O Executivo articula também reforço nos aparatos de prevenção em estados que historicamente enfrentam maior recorrência de queimadas, sinalizando ênfase em gestão coordenada entre esferas federal e estadual.
Base normativa e precedentes
- Lei de Responsabilidade Fiscal (LC 101/2000) — disciplina a abertura de créditos extraordinários, vinculada a despesas de caráter urgente e imprevisível, mediante processo legislativo célere (Lei nº 4.320/1964, art. 40).
- Política Nacional de Proteção e Defesa Civil (Lei 12.608/2012) — estabelece diretrizes para ação do Estado em situações de risco e desastre, incluindo fenômenos climáticos extremos.
- Lei de Crimes Ambientais (Lei 9.605/1998) — tipifica condutas que causem incêndios florestais, relevante para a dimensão preventiva.
- Constituição Federal, art. 225 — consagra o direito ao meio ambiente ecologicamente equilibrado como direito fundamental, incumbindo ao Poder Público seu dever de proteção e preservação.
- Decreto-Lei nº 2.848/1941 (Código Penal) — art. 250-A contempla incêndio em floresta ou demais formas de vegetação, com sanções que variam conforme o dolo ou culpa do agente.
Impacto prático
Para o setor público: A potencial abertura de crédito extraordinário sinalizará a priorização do tema climático nas prioridades orçamentárias federais. A aprovação legislativa pode ocorrer em processo simplificado, permitindo alocação rápida de recursos para operações de prevenção, aquisição de equipamentos de combate a incêndios e reforço de efetivos em unidades de proteção ambiental.
Para proprietários rurais e setor de bioeconomia: A intensificação de operações preventivas pode implicar restrições à execução de atividades agropecuárias em períodos críticos ou em áreas de risco mapeado.
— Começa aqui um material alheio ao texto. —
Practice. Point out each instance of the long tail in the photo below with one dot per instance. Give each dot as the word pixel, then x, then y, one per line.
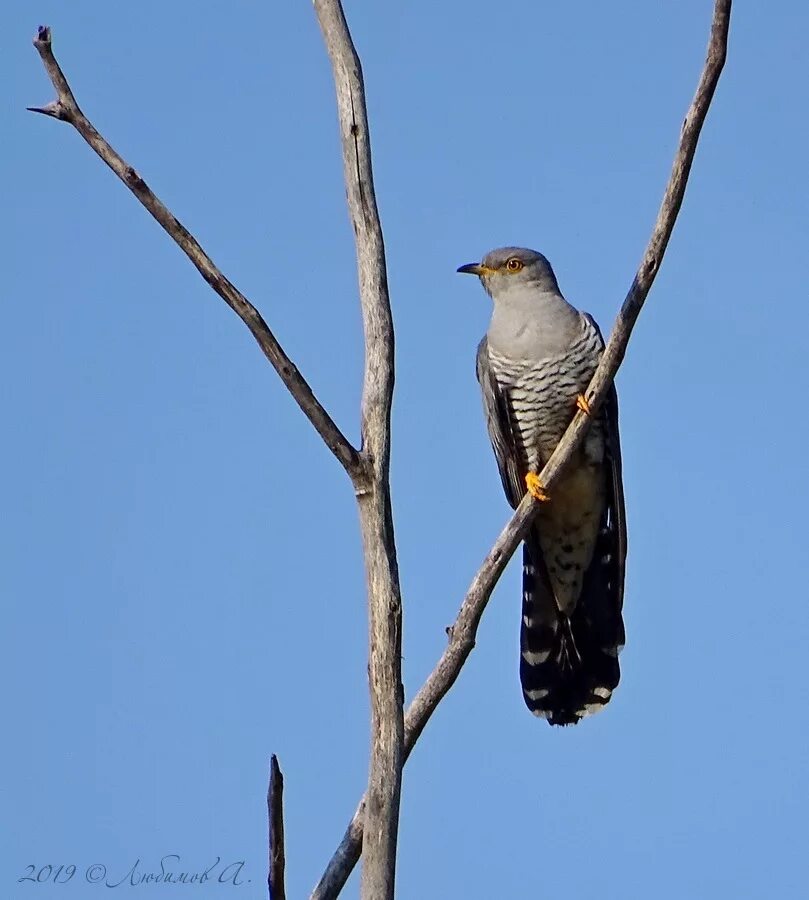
pixel 569 665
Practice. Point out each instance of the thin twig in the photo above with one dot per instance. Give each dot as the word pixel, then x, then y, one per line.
pixel 66 109
pixel 275 813
pixel 376 520
pixel 463 631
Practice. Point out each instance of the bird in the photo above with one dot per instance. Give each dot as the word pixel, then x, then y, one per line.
pixel 534 365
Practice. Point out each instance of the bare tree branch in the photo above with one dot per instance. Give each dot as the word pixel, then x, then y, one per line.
pixel 381 811
pixel 66 109
pixel 463 631
pixel 275 813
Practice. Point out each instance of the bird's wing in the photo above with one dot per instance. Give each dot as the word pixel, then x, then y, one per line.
pixel 605 576
pixel 497 408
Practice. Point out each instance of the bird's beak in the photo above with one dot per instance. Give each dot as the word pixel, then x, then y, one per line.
pixel 473 269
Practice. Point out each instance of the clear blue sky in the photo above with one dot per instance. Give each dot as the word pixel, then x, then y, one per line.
pixel 181 561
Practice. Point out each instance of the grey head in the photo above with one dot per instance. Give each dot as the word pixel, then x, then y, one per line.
pixel 510 269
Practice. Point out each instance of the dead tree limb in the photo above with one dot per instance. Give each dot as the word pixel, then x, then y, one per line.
pixel 66 109
pixel 381 815
pixel 368 468
pixel 463 631
pixel 275 814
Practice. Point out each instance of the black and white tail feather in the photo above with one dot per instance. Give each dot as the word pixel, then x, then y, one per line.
pixel 568 664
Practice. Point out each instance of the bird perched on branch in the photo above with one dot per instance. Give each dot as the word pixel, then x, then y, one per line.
pixel 534 365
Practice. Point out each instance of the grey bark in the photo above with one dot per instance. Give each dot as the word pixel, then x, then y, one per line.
pixel 463 632
pixel 275 814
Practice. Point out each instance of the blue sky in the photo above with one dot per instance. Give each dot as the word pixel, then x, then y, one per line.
pixel 181 559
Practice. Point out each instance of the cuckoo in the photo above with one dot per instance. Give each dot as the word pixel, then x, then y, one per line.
pixel 533 365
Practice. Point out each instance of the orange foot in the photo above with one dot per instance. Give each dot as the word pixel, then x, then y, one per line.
pixel 583 404
pixel 535 488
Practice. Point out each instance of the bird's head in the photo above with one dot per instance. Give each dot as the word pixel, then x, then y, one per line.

Simultaneamente, políticas de prevenção reduzem a probabilidade de perdas materiais e de bloqueios ao acesso de terras.
Para municípios: Aqueles localizados em zonas de vulnerabilidade climática podem receber maior aporte de recursos federais, ainda que condicionado a capacidade de coordenação com entes estaduais e com órgãos de proteção ambiental.
Para o cidadão urbano: A propagação de incêndios florestais eleva concentração de partículas finas (PM 2.5) no ar, impactando saúde respiratória. Ações preventivas tendem a mitigar tal externalidade negativa.
O que observar
Viabilidade orçamentária: Embora a abertura de crédito extraordinário seja ferramenta jurídica disponível, sua aprovação dependerá de votação no Congresso Nacional, sujeita a dinâmicas políticas. Atrasos na tramitação podem comprometer a tempestividade das operações.
Delimitação do escopo: O governo ainda não sinalizou montante específico nem critérios precisos de priorização territorial, deixando margem para questionamentos quanto à suficiência dos recursos e à equidade na alocação entre regiões.
Coordenação federativa: A implementação efetiva dependerá de articulação robusta com governos estaduais. Histórico de fragmentação nas políticas ambientais sugere risco de gaps operacionais.
Continuidade: Decisões sobre investimentos em monitoramento tecnológico (câmeras, plataformas de disseminação de alertas) necessitam de visão de médio prazo, transcendendo o ciclo político imediato, a fim de garantir sustentabilidade das operações.